Все поглядели друг на друга.
– Я тебя только прошу, мой Эстко, – добавил воевода, – чтобы мне никаких портретов, за исключением наияснейшего пана, не рисовал, и не чьих сходств там не помещал, потому что от этого только болтовня будет и насмешки. Зависть ты можешь сделать отвратительной, но избегай, чтобы какая-нибудь из соседок не признала себя.
– Ты не воспользовался радзивилловскими трубами, – засмеялся Жевуский, – а это всё-таки атрибут славы. – Может быть, по четырём углам ты выпалил бы ещё ангелов, разглашающих миру.
Эстко был ревнив к своей программе и не хотел допустить, дабы к ней что-нибудь добавили.
– Дай Боже, чтобы необходимое вовремя кончить, – воскликнул он, – четыре ангела – немалая вещь, я за это не примусь, а помощника не одного нет, кроме того, что мне краски растирает. Сам всё должен буду рисовать, даже облака – даю слово.
– Но так же один с этого иметь будешь славу и наияснейший пан тебя, конечно, поблагодарит.
Князю было срочно закончить совещание об этом предмете, он оглядел собравшихся.
– Итак, что же, согласны? – спросил он.
– Я там не знаю, – сказал Моравский, – годится ли решать так поспешно, без размышления.
– Но тут ни часу нельзя терять, – начал Эстко, – позже я не примусь. Пан генерал думает, что такая картина может из пальца возникнуть… Иные художники годы над подобными тратили, а тут через пару недель готов быть должен и репутации себе испортить не могу.

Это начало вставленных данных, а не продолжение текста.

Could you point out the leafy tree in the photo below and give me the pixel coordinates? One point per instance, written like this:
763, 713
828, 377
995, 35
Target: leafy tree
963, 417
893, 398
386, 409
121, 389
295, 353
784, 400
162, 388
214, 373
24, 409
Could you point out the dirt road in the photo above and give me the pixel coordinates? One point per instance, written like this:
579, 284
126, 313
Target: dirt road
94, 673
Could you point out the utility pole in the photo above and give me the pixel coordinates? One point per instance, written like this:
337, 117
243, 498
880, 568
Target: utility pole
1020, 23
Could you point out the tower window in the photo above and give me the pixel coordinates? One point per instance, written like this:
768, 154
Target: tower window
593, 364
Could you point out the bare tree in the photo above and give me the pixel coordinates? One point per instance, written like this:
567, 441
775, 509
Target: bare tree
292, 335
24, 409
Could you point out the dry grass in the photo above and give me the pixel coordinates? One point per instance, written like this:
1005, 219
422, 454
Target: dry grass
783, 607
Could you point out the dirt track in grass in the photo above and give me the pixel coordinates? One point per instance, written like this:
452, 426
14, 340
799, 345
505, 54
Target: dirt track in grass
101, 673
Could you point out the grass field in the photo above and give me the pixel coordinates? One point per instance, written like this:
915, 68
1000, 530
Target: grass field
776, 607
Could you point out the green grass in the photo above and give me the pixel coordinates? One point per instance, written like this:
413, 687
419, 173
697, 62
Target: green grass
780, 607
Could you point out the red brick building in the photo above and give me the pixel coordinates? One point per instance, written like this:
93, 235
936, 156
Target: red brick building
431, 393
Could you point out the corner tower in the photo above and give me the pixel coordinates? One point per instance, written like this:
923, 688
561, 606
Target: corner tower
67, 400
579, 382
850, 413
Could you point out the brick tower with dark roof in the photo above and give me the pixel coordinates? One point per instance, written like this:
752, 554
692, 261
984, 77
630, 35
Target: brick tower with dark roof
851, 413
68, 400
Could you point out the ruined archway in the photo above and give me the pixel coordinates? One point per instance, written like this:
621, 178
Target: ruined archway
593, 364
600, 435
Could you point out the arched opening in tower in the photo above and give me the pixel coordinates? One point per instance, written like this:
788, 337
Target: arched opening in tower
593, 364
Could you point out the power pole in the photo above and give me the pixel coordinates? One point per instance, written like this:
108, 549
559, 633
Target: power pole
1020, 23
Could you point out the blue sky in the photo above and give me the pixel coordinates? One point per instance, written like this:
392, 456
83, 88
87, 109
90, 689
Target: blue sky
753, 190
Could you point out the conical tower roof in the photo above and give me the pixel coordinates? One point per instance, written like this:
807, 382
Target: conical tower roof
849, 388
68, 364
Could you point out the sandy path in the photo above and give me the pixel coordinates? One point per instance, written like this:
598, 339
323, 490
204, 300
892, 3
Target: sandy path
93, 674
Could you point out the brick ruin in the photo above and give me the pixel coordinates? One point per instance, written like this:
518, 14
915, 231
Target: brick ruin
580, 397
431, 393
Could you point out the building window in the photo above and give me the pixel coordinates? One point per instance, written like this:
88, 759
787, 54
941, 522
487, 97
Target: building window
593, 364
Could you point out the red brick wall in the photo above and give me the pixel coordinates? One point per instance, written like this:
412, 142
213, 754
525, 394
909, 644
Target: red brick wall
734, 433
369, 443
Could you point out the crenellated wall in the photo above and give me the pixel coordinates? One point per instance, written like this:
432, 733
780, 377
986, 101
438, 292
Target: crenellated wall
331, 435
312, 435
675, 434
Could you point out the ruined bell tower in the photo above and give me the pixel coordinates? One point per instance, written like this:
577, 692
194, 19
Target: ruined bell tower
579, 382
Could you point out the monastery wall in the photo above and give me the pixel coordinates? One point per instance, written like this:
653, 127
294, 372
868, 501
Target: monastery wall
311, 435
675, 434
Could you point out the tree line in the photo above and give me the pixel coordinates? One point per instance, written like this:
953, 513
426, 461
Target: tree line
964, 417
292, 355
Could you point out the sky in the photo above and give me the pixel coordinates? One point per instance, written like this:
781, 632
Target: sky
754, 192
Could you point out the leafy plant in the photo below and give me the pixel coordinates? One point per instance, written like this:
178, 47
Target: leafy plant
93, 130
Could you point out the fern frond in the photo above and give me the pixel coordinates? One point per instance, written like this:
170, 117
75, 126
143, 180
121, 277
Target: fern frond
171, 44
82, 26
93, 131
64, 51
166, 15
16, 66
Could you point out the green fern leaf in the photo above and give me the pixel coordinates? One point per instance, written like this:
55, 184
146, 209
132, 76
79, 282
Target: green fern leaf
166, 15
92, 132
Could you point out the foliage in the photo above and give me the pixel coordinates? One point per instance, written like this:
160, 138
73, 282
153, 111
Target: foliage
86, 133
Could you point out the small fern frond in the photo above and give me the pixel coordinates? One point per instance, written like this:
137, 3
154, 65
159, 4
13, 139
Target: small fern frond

– Малюй уже, малюй, как обдумал! – вздохнул князь. – И помни о том, что здесь эти умные королевские четвёрки, Нарушевичи, Трембицкие будут обсуждать, критиковать и не твоя, но моя шкура за это будет страдать.
– А, ваша светлость, – вставил художник, кладя руку на грудь, – это падёт на Эстку.
– А ты бы предпочёл, чтобы на меня пало, пане коханку? – вздохнул князь. – Благодарю!
Слушания тогда на том кончились и Эстко только требовал, чтобы немедленно ему готовили леса. Полный запала, он вышел за двери кабинета, вытирая со лба пот, под которым теперь у него крутились мысли, раскрашенные самыми яркими красками.
Он надеялся и был уверен в триумфе. Король сам легко мог догадаться, в какое короткое время возникла эта картина, и должен был её оценить. Перстень с инициалами наисветлейшего пана он обещал себе несомненно.
* * *
История этой аллегории на потолке большой залы была только частицей тех забот и беспокойства, какие князя воеводу окружали и до последнего оставить его уже не могли. В душе его постоянно боролись друг с другом охота выступить и искушение сделать какую-нибудь шутку, которую князь называл финфой. Вынуждённый уважать экономщика, воевода не мог его стерпеть и завидовал ему. Вместе с тем он боялся и немного хотел, чтобы среди этих оваций что-то напоминало Понятовскому о его скромном происхождении. Ибо в итальянских Вителинов, недавно прилепленных к генеалогии, никто не верил.